Kalau teman-teman ingin tahu lebih dalam tentang “essay” saya ini, silahkan klik read more yaa ;)



Dalam Ramadhan kali ini, sekolah memberikan kepada kami, siswa siswinya untuk membuat suatu project untuk membuat kita tidak hanya menikmati liburan hanya dengan bersantai-santai saja, melainkan juga untuk tujuan “developing knowledge” kita sebagai pelajar. Dalam tugas tersebut, saya ingin membahas salah satu poin penting dalam bulan Ramadhan ini, yaitu masalah “Problematika dalam Ramadhan” sesuai dengan judul “Essay” ini. Jadi, di dalam essay ini saya akan membahas 4 poin penting problematika di bulan Ramadhan, diantaranya
  •           Kenaikan harga bahan pangan
  •           Penjualan petasan di bulan Ramadhan
  •           Prostitusi di bulan Ramadhan
  •          Kemacetan disaat waktu mudik


Mengapa saya memilih 4 topik di atas? Karena menurut saya, seperti yang saya katakan di atas, 4 hal atau topik diatas adalah 4 hal-hal problematik yang setiap tahun berulang terus menerus. Mengapa hal ini dapat terjadi? Peran serta pemerintah dan aparatnya lah yang memiliki tanggung jawab terbesar. Hal inilah yang sepatutnya kita pertanyakan? Dimanakah ke-efektivitas-an aparat pemerintahan bekerja dalam hal ini?
Oke, kita akan membahas poin pertama di dalam essay saya..

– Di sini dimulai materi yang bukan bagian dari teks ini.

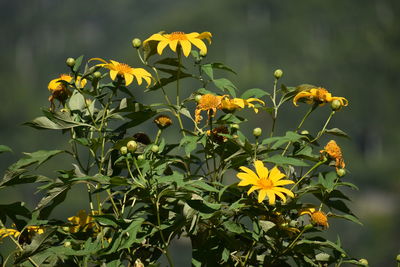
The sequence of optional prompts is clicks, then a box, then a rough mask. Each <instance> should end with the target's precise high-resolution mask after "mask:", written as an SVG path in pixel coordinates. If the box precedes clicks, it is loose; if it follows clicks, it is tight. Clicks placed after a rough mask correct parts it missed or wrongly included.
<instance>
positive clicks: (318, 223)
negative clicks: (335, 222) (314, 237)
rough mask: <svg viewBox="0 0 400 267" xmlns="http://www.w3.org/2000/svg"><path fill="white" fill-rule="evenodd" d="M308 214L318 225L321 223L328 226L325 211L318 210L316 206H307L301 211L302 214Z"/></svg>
mask: <svg viewBox="0 0 400 267" xmlns="http://www.w3.org/2000/svg"><path fill="white" fill-rule="evenodd" d="M304 214H308V215H310V217H311V221H312V222H313V223H315V224H316V225H321V226H323V227H326V228H328V227H329V224H328V217H327V216H326V214H325V212H323V211H320V210H316V209H315V208H307V209H303V210H301V211H300V214H299V215H300V216H301V215H304Z"/></svg>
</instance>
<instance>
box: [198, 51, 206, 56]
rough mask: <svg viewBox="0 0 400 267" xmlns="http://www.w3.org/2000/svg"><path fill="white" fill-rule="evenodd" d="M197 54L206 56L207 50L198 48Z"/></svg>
mask: <svg viewBox="0 0 400 267" xmlns="http://www.w3.org/2000/svg"><path fill="white" fill-rule="evenodd" d="M199 55H200V56H201V57H206V56H207V51H204V50H200V52H199Z"/></svg>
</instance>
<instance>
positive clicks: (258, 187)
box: [247, 185, 260, 195]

“Kenaikan Harga Bahan Pangan di saat Ramadhan”. Hal itulah yang menjadi Headline selama beberapa hari di sejumlah surat kabar, seperti Kaltim Post dan Balikpapan Pos. Setiap menjelang dan memasuki bulan ramadhan, harga pangan di sejumlah daerah (tidak terkecuali Balikpapan) mengalami perlonjakan harga. Secara teori Ekonomi, semakin banyak permintaan, maka harga barang akan semakin tinggi. Hal inilah yang mendasari para produsen bahan pangan tersebut untuk menaikkan harga. Hal ini sering kali terjadi di dalam kawasan pasar tradidional, mengapa? Karena di daerah pasar tradisional inilah harga dapat dipermainkan, dapat ditinggikan maupun diturunkan. Berbeda dengan harga i pasar swalayan maupun pasar modern lainnya yang cenderung mematok harga tinggo guna menstabilkan harga dari bahan pangan itu sendiri.
Hal inilah yang sangat disesalkan oleh para penjual dan pembeli, mereka merasa sangat dirugikan dalam kenaikan harga ini. Ketika saya mencoba menuju salah satu pasar tradisional di Balikpapan, (berbarengan dengan menemani mama saya berbelanja) saya mencoba bertanya kepada salah satu pedagang langganan mama saya tersebut yang memang sudah “agak” akrab dengan kami, beliau bernama Bu Muliana. Beliau berkata kenaikan harga tersebut sangat disayangkan bukan hanya olehnya, tetapi oleh banyak sekali pedagang di Pasar Pandan Sari tersebut. “Ya pelanggan jadi sepi dek kalau harga semua pada naik, kita jadi dapat untung dikit kalau pasang harga tinggi” tutur Ibu Muliana. Dalam kondisi ini, kita sebagai konsumen pun merasa dirugikan oleh kenaikan harga ini. Bulan puasa yang secara otomatis meningkatkan kebutuhan para konsumen menjadi terganggu dalam hal pemenuhannya dikarenakan oleh kenaikan harga tersebut.
Dalam hal ini, pemerintah tidak diam di tempat. Pemerintah melalui Kementerian Perdagangan menggelar operasi pasar dan pasar murah di semua provinsi di Indonesia. Wakil Menteri Perdagangan Bayu Krisnamurthi mengatakan operasi pasar murah itu dilakukan untuk menekan penaikan harga bahan pokok di pasaran pasca penaikan harga BBM bersubsidi dan pada saat Ramadhan (jaringnews.com, 8/7)
Bukan hanya Kementerian Perdagangan yang diminta untuk menstabilkan harga pangan. Namun, Pemerintah daerah pun diminta untuk membantu menstabilkan harga. Menteri Dalam Negeri, Gamawan Fauzi, menegaskan bahwa seluruh pemerintah daerah telah diminta untuk menggelar pasar murah demi meredam lonjakan harga itu (merdeka.com, 8/7).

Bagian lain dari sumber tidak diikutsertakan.